2. Solving a business what?
In the web 2.0 world, identity is not being pitched as a solution that solves a business problem. In fact, solving business problems (i.e., the problems of enterprise IT departments) is rarely even considered in the web 2.0 world. Rather what is solved is a user problem, and normally a very niche-driven user problem.

Two of the identity-driven announcements last week illustrate this. Sxip released Sxore, an "identity and reputation system for blog authors, readers and commenters," and AttentTrust released an alpha of their attention recorder, a beginning step toward individuals being able to control how their attention is utilized and stored. In both cases what you find is a solution that utilizes identity (in the AttentionTrust example, very low-level identity attributes) to attempt to solve a very specific problem.

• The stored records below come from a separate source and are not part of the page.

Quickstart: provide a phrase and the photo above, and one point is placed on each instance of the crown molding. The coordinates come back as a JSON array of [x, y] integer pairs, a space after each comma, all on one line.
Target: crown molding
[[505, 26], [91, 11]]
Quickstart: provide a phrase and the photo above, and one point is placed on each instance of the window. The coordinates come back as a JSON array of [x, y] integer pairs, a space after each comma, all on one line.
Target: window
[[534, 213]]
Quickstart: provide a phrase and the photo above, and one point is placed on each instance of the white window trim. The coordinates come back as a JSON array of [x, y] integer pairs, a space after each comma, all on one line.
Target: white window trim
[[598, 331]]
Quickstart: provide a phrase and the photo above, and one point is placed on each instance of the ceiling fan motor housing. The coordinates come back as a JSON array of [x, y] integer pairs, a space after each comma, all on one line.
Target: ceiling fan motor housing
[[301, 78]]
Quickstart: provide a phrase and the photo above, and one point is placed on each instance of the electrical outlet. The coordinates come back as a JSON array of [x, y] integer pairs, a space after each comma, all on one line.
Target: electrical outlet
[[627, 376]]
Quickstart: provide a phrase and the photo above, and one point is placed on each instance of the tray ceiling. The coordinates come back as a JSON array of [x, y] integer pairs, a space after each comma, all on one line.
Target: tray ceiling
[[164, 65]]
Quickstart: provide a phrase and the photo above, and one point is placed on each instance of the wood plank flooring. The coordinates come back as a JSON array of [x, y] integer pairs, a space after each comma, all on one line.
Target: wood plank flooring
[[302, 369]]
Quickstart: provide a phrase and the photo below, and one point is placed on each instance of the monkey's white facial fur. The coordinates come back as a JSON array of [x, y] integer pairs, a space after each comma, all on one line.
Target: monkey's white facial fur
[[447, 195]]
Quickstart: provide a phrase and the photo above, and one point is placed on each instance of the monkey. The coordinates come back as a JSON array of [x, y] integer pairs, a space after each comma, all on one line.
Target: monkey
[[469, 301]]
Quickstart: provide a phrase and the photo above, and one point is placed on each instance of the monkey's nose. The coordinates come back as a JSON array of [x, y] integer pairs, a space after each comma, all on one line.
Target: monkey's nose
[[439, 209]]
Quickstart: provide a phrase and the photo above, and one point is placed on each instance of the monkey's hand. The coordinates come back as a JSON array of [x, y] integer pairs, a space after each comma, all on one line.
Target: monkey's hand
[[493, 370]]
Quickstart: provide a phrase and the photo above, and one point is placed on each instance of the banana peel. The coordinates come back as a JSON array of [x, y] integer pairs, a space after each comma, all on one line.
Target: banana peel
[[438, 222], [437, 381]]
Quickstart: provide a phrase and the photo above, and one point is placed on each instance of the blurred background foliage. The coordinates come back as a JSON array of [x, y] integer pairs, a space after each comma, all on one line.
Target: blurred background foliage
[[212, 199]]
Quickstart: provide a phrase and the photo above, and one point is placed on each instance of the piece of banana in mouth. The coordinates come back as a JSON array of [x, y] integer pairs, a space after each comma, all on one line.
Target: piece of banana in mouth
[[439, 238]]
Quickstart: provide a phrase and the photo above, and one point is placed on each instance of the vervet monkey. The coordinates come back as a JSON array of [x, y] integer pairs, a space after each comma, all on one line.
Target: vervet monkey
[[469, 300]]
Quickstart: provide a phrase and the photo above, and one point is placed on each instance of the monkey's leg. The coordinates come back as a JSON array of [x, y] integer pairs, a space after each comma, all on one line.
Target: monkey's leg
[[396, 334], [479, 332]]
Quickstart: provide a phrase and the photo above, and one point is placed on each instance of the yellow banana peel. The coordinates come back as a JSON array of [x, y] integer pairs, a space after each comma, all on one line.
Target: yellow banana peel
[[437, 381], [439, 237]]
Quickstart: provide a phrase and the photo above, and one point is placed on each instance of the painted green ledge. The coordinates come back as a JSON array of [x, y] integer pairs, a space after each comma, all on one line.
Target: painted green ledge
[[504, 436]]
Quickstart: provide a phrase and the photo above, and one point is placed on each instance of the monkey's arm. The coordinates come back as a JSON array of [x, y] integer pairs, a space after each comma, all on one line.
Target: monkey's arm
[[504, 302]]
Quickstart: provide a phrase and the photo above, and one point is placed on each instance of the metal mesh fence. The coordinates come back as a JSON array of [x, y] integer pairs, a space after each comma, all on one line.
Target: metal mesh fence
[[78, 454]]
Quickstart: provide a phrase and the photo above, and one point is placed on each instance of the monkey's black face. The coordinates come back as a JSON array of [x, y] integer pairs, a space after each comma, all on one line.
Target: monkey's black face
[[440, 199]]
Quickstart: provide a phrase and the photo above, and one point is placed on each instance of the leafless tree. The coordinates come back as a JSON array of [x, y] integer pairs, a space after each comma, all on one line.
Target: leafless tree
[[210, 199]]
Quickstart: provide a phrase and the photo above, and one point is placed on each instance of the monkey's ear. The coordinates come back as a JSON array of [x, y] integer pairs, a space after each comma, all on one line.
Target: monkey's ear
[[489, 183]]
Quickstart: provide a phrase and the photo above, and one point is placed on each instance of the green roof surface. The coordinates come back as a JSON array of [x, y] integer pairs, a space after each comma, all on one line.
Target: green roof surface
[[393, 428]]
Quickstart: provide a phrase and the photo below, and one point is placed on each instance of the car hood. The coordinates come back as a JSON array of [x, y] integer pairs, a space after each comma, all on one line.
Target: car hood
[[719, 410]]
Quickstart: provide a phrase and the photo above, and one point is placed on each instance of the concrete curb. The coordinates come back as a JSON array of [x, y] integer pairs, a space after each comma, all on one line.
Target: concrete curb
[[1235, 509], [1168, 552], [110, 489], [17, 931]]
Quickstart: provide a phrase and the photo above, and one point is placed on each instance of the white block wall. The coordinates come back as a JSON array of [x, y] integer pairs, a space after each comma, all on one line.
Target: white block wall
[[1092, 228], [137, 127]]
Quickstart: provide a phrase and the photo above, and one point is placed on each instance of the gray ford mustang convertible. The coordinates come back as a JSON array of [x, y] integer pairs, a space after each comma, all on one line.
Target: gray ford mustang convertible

The interesting thing about these two examples and the way that other web 2.0 companies are using identity is that the companies tend to seek rapid iterations of specific identity solutions, but they are not losing sight of the bigger picture -- a picture that shows a fracture in the web 2.0 companies.

3. The Great Divide.
Start-ups in the web 2.0 space seem united around the idea that identity should be made open, portable and user-controlled. They are not seeking to create yet another identity silo with their companies and applications. This view is much less clear among the big companies.

The bigger companies in the web 2.0 space - and by this I mean Google, Yahoo!, Amazon, and IAC - are a lot fuzzier on their views of what identity in the web 2.0 context should be. Many well-intentioned folks inside of these companies understand the altruistic urge toward open, portable and user-controlled identity, but all too often their existing business models are at least partially built on utilzing an identity silo. Ironically, the one semi-web 2.0 company that really can't be thrown into this list (yet) is Microsoft. Microsoft's "identity metasystem" effort is a bit of a middle ground between the start-up stance and the typical big company stance.

What we have, then, is a great divide - and its actually a three way divide.

On one side we have the emergent participants in the Web 2.0 space. These are normally smaller companies, but in some cases pieces of larger companies can be included here. These folks are adamant in wanting open, portable (non-silo'd), user-controlled identity. They also are not motivated by standards-based solutions, but care deeply about open APIs and user-bases.

On the second side, we have the big Web 2.0 companies (though this is a bit of an oversimplication). These companies are also (typically) not concerned about standards-based solutions, rather they want to find a solution with a large user-base and an open API -- as long as its *their* open API, and they're able to maintain some level of identity "silo'ing."

On the third side, we have the folks that weren't present at this show -- the enterprise solution providers and enterprises that have been working away on standards-based solutions. The near total absence of this world was disturbing if only because it feel as if we're in danger of ending up with two very different identity universes. Again.

What's it all mean?
Simply put, the Web 2.0 movement (a bubble or not) is one that will result in a lot of development over the next several years. Many of these companies will seek identity-solutions, and I suspect we'll see several companies emerge in this space that solve very specific identity-based problems with applications that will garner huge user bases. I also suspect that these companies will not be "standards-based" in their approach.

I would argue that this development places an additional burden on the already burdened enterprise IT department. The world of the enterprise architect needs to (at the very least) begin to understand how the more end-user facing web 2.0 world thinks and acts.

Its quite possible that the future will find vibrant user-bases of identity-based applications asking enterprises to use open APIs and "mash-ups" to make their already portable and open identity attribute useful in a more traditional enterprise system.

And suddenly, the standards-based enterprise architect might find himself living in a web 3.0 world.